Temel iletişim becerileri, disiplin anlayışı, sınır koyma,

  • Üstün yeteneklilik tanımı, tanılama araçları, tanılama için hangi kurumlara başvurulması gerektiği, çocuğun üstün yetenekli olduğunu bilmenin önemi, özel eğitimin ne olduğu, eğitim imkân ve haklarının neler olduğu,
  • Anne babaların, çocuklarının üstün yetenekli olduğunu öğrendiklerinde yaşadıkları duygusal karmaşa ile başa çıkma yöntemleri,
  • Üstün yetenekli çocukların sahip oldukları belirtilen özellikler, söz konusu özelliklerle başa çıkabilme/destekleme becerileri ve bireysel farklılıkları,
  • Merak, yaratıcılık, problem çözme, karar verme becerisi, mükemmeliyetçilik (olumlu/olumsuz) gibi özellikler, özelliklerin nasıl destekleneceği, olumlu davranış kazandırma, geleceği planlama vb. ile ilgili konuları içerebilir.

Aile ihtiyaçları çerçevesinde planlanan eğitim programları ile ailelerin deneyimlerini paylaşması, ilgili konularda desteklenmesi sağlanarak, çocuğun hem aile üyeleri hem de sosyal çevreyle etkileşimine katkı sağlanmaktadır.

Aile eğitimi ile:

  • Anne-baba eğitim sürecinde aktif olarak yer alır.
  • Eğitimde okul-aile iş birliği sağlanır.
  • Anne-babalar kendilerini daha yeterli hisseder ve çocuklarına daha olumlu yaklaşır.
  • Ailelerin etkileşime girmeleri sağlanır.
  • Ailelerin deneyim ve bilgilerini birbirleriyle paylaşmalarına fırsat verilir.
  • Anne-babalar çocuklarına gerekli becerileri nasıl öğreteceklerini öğrenir.

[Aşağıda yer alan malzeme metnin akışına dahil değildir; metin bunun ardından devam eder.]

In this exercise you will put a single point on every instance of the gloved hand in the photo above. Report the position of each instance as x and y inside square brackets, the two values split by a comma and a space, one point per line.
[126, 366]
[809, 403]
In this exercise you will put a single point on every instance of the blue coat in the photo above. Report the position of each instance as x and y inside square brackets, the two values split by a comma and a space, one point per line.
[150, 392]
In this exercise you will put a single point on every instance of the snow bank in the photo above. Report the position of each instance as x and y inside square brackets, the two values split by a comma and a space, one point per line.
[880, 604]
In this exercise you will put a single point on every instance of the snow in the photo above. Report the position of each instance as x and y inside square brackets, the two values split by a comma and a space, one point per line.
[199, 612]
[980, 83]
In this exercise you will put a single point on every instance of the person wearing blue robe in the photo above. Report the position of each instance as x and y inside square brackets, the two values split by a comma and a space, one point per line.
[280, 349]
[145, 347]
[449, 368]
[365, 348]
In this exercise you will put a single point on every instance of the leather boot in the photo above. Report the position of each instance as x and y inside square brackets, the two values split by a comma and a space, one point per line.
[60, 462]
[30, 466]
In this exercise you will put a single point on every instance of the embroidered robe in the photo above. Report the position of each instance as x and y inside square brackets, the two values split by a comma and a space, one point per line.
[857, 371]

Kazandırılması gereken karakter ve değerler eğitimi konusunda ailelerin bilinçlenmeleri sağlanır.
Aile eğitimi, üstün yetenekli çocuğun eğitim sürecinin ayrılmaz bir parçasıdır. Erken dönemden itibaren ailenin sürece katılımı, çocuğun psiko-sosyal gelişimi ve eğitimine önemli katkı sağlayacaktır.